You are a math problem evaluator. Your task is to grade the the answer to a math proble by assessing its correctness and completeness.

You should not solve the problem by yourself, a standard solution will be provided.

Please rate the answer with a score between 0 and 10.
    """
    evaluator_template = ChatPromptTemplate.from_messages(
        [
        ("system", evaluator_prompt),
        ("human", "problem:\n{problem}\n\nstandard solution:\n{solution}\n\nanswer:\n{answer}\n\nYour response format:\n{format_instructions}\n"),
        ]
    )
    evaluator_agent = evaluator_template | model | parser
    assess = evaluator_agent.invoke(
        {
        "problem": workflow_input,
        "answer": workflow_output,
        "solution": ground_truth,
        "format_instructions": parser.get_format_instructions()
        }
    )
    return assess.score

The evaluator agent uses gpt-4o-mini as the backbone model. It also returns a structured output, Assessment, to enforce the output format since we require the evaluator to return a numerical value.

Recommendations#

Depending on your task, it may be difficult to find or write a suitable evaluator. Here are some tips to help you get started:

  • LLM-as-a-judge: among the sample evaluators, we provide a base implementation from which you can build upon.

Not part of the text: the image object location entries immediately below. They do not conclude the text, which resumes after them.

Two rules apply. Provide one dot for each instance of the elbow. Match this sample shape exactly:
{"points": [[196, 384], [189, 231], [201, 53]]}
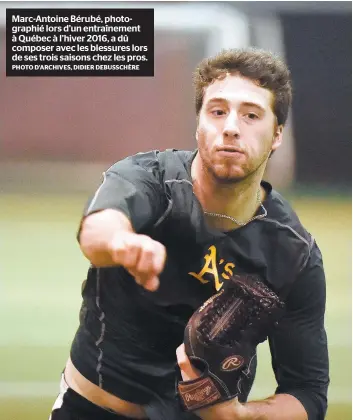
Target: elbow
{"points": [[314, 402]]}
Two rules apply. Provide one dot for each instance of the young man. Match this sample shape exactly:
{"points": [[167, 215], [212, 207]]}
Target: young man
{"points": [[166, 230]]}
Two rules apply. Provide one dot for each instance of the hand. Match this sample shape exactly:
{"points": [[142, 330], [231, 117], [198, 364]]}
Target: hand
{"points": [[228, 410], [142, 257]]}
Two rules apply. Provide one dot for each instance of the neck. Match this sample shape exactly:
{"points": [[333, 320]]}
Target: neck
{"points": [[238, 200]]}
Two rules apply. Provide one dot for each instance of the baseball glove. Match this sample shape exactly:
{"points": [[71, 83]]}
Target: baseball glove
{"points": [[221, 339]]}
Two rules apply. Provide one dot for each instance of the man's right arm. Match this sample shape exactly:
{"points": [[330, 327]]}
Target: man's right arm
{"points": [[128, 200]]}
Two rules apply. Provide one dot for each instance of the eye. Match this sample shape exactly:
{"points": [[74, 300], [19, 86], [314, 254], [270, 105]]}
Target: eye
{"points": [[217, 112], [252, 116]]}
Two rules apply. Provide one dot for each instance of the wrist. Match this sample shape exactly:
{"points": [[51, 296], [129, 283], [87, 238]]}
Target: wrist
{"points": [[228, 410]]}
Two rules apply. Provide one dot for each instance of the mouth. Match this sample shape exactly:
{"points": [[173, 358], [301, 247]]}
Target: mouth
{"points": [[229, 150]]}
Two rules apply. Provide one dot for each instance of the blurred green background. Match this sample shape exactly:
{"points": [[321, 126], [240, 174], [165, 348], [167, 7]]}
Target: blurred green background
{"points": [[59, 133], [42, 270]]}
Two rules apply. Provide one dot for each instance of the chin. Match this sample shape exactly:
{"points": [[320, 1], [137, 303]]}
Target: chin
{"points": [[229, 175]]}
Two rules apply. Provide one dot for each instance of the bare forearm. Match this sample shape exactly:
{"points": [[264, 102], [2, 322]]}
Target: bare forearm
{"points": [[277, 407], [97, 233]]}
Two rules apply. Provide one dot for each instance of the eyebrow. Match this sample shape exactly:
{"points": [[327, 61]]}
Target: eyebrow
{"points": [[245, 103]]}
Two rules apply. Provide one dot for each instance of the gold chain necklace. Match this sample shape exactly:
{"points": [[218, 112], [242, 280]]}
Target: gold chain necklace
{"points": [[238, 222]]}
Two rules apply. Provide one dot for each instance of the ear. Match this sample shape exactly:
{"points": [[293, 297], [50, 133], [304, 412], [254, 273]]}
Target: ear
{"points": [[277, 138]]}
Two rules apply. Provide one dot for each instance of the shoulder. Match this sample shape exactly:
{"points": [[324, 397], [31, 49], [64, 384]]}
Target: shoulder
{"points": [[281, 217], [168, 163]]}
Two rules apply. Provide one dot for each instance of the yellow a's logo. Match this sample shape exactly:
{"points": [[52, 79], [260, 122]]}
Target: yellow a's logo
{"points": [[210, 267]]}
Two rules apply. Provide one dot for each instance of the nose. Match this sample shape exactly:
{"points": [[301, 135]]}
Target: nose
{"points": [[231, 127]]}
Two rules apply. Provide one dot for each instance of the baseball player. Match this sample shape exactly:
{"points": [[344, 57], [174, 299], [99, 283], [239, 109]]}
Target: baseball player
{"points": [[195, 248]]}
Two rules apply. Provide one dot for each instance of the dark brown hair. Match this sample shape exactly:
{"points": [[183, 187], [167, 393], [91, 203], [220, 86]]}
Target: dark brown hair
{"points": [[264, 67]]}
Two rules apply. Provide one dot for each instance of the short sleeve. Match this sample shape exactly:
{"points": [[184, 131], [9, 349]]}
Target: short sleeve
{"points": [[299, 343], [132, 189]]}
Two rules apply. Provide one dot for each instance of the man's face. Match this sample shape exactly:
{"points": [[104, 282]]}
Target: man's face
{"points": [[237, 129]]}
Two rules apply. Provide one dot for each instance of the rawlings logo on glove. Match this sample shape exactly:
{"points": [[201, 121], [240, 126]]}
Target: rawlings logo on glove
{"points": [[221, 339]]}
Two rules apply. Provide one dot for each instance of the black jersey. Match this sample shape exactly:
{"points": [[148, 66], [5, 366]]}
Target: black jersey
{"points": [[127, 336]]}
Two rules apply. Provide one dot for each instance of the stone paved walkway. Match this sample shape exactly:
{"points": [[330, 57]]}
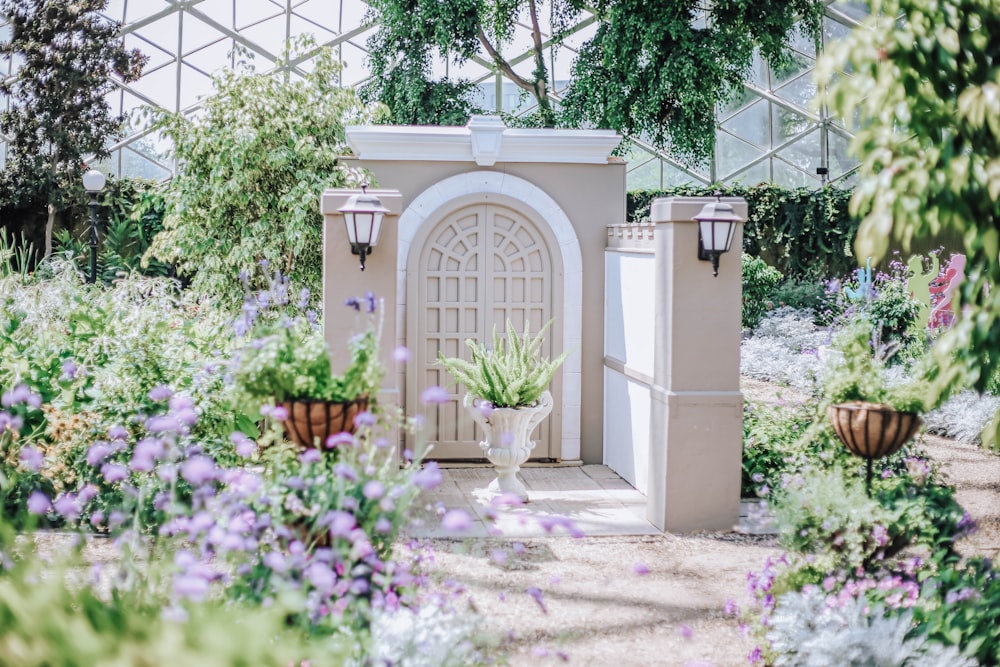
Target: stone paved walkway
{"points": [[593, 497]]}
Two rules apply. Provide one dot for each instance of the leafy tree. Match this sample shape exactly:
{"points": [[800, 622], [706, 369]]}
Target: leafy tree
{"points": [[659, 69], [255, 160], [925, 95], [58, 112], [655, 69]]}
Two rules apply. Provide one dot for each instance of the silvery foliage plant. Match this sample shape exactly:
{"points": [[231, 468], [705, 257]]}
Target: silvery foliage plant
{"points": [[806, 631], [963, 416], [785, 349], [433, 635]]}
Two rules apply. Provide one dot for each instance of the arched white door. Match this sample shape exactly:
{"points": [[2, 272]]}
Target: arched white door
{"points": [[477, 267]]}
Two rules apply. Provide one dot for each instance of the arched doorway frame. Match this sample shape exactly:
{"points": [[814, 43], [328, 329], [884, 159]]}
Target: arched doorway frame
{"points": [[452, 193]]}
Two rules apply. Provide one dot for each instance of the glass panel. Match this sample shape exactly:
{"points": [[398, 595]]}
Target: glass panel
{"points": [[751, 124], [643, 175], [804, 153], [789, 176], [731, 153], [672, 176], [785, 124], [841, 159], [799, 92], [759, 173]]}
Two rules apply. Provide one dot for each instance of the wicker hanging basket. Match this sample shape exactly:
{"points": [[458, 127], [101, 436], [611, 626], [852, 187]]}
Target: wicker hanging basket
{"points": [[872, 430], [312, 422]]}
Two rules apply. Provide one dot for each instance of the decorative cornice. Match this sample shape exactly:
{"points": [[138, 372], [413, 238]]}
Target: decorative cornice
{"points": [[631, 237], [485, 141]]}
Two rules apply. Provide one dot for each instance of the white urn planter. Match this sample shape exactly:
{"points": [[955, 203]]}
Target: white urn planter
{"points": [[508, 444]]}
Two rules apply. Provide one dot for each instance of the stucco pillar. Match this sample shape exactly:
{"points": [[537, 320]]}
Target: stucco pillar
{"points": [[343, 278], [696, 420]]}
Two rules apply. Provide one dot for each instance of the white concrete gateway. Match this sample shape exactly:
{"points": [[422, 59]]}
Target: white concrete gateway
{"points": [[498, 224]]}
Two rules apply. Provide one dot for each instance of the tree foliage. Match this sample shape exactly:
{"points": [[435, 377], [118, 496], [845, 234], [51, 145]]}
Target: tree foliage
{"points": [[926, 94], [255, 160], [658, 70], [655, 70], [70, 57]]}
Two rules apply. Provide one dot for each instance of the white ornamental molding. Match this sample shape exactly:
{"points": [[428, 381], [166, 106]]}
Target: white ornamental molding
{"points": [[485, 141]]}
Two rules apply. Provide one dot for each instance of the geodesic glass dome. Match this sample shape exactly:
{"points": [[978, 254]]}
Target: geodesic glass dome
{"points": [[769, 133]]}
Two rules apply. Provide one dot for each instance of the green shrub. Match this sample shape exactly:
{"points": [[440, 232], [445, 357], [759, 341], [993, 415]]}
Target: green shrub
{"points": [[510, 374], [255, 160], [759, 281], [804, 233]]}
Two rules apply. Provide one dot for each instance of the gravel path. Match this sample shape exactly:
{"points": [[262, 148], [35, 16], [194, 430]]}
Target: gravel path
{"points": [[603, 608], [640, 600]]}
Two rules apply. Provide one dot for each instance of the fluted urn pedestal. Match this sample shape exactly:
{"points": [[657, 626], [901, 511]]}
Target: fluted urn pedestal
{"points": [[508, 441]]}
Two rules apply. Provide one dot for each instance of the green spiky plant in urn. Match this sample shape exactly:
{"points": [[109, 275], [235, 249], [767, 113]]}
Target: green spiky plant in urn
{"points": [[508, 396]]}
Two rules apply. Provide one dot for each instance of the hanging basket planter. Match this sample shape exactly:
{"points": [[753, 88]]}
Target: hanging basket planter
{"points": [[872, 430], [312, 422]]}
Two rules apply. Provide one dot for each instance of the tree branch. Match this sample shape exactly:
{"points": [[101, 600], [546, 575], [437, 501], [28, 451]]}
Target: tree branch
{"points": [[540, 73], [504, 66]]}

    • By default, our implementation uses GPT-4o as the judge model. To customize the judge, you can use our provided factory function like so:

    from cognify.hub.evaluators.llm_judge import llm_judge_factory
    gpt_4o_mini_judge = llm_judge_factory(model="gpt-4o-mini")
    
    @cognify.register_evaluator
    def evaluate(llm_output, ground_truth):
       # your evaluation logic here
       return gpt_4o_mini_judge(llm_output, ground_truth)
    
    • We highly recommend tailoring the criteria to your task. For example, if you are looking for conciseness, the system prompt should instruct the judge to rate the answer based on its length.

    • We also recommend you provide some few-shot examples to the model with human evaluation at different quality levels.

    • For more information on how best to use LLM-as-a-judge, you can refer to this survey paper.

  • Majority vote: if you are unsure of the quality of an evaluator’s output, you can use a majority vote from multiple evaluators. This can be done by averaging the scores from multiple evaluators or using a custom weighting scheme.

  • Training your own model: if you have sufficient labeled examples in the format of (generated output, human evaluation) pairs, you can train a model of your choice as the evaluator.